I hate internet triumphalism. The new communications technology of the last two decades is clearly changing society. Those changes are probably for the better. But the recent political upheaval has led to triumphalism of the worst sort, with all sorts of blather about Twitter revolutions and the like. It really drives me crazy, as if people have suddenly forgotten that spontaneous mass political mobilizations happened all the time back in the day. If the events in the links are too obscure, well, they are other, more famous ones. In short, there is no reason to believe that social networking or cell phones played any sort of irreplaceable role in the current unrest besetting Egypt and Yemen.
Moreover, the internet actually requires real-world infrastructure. Which governments can shut down. Through the expedient of making a phone call. The Egyptian government appears to have made just such a call. From the link:
We have examined the takedown event more closely, looking at the sequence in which Egyptian service providers removed themselves from the Internet. The following plot shows the number of available networks for each of the significant providers, between 22:00 and 23:00 UTC last night (midnight to 1am Cairo time). Our new observation is that this was not an instantaneous event on the front end; each service provider approached the task of shutting down its part of the Egyptian Internet separately.

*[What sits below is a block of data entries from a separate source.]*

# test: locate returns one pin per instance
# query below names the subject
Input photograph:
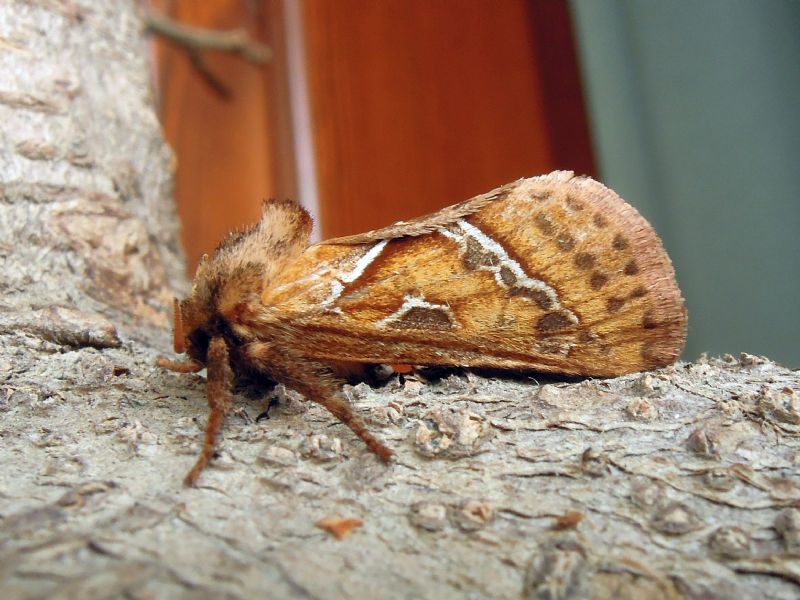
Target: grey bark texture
(677, 483)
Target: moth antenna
(220, 378)
(178, 341)
(201, 266)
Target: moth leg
(189, 366)
(316, 382)
(220, 399)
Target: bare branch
(196, 39)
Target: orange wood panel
(228, 146)
(418, 104)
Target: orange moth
(553, 273)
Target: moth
(554, 273)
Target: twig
(196, 39)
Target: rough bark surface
(678, 483)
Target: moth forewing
(553, 273)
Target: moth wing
(553, 273)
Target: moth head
(243, 263)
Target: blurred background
(372, 111)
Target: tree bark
(677, 483)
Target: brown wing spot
(541, 298)
(566, 242)
(598, 280)
(639, 292)
(422, 317)
(632, 268)
(500, 194)
(620, 243)
(475, 256)
(584, 260)
(507, 276)
(554, 321)
(573, 203)
(614, 304)
(545, 224)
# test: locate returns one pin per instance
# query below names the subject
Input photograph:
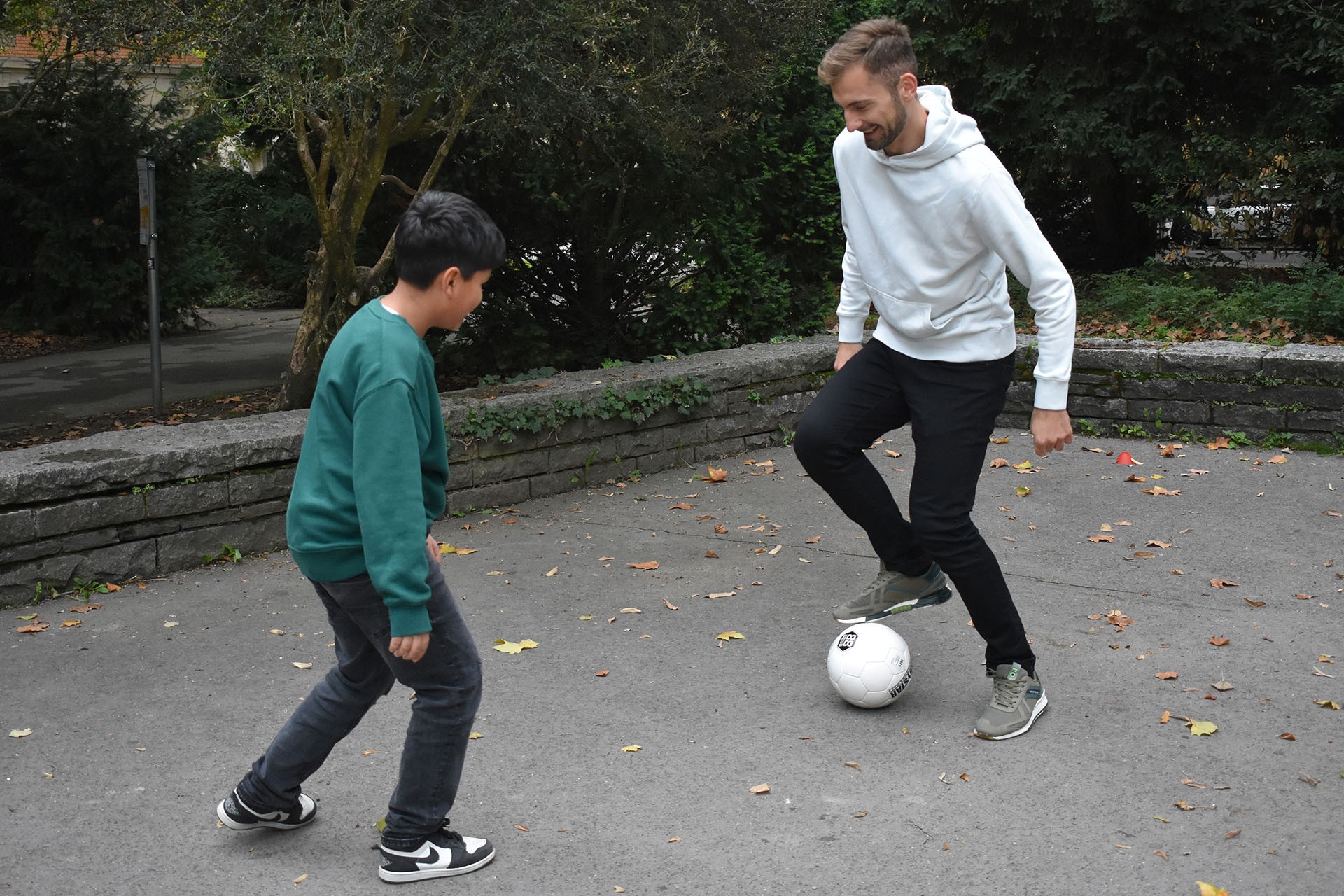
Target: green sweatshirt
(374, 465)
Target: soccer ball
(869, 665)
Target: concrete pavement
(238, 352)
(148, 711)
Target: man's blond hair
(881, 46)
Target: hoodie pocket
(913, 320)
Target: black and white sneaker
(234, 813)
(442, 855)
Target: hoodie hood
(946, 132)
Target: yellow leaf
(510, 647)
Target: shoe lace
(1007, 694)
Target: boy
(370, 484)
(932, 222)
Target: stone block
(1214, 360)
(15, 528)
(1167, 413)
(73, 516)
(253, 486)
(1249, 416)
(1317, 421)
(190, 498)
(1322, 365)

Telecom Egypt (AS8452), the national incumbent, starts at 22:12:43.
Raya joins in a minute later, at 22:13:26.
Link Egypt (AS24863) begins 4 minutes later, at 22:17:10.
Etisalat Misr (AS32992) goes two minutes later, at 22:19:02
Internet Egypt (AS5536) goes six minutes later, at 22:25:10.
First impressions: this sequencing looks like people getting phone calls, one at a time, telling them to take themselves off the air. Not an automated system that takes all providers down at once; instead, the incumbent leads and other providers follow meekly one by one until Egypt is silenced.
The Egyptian government may fall. Or it may not. But it won’t be because of the Internet.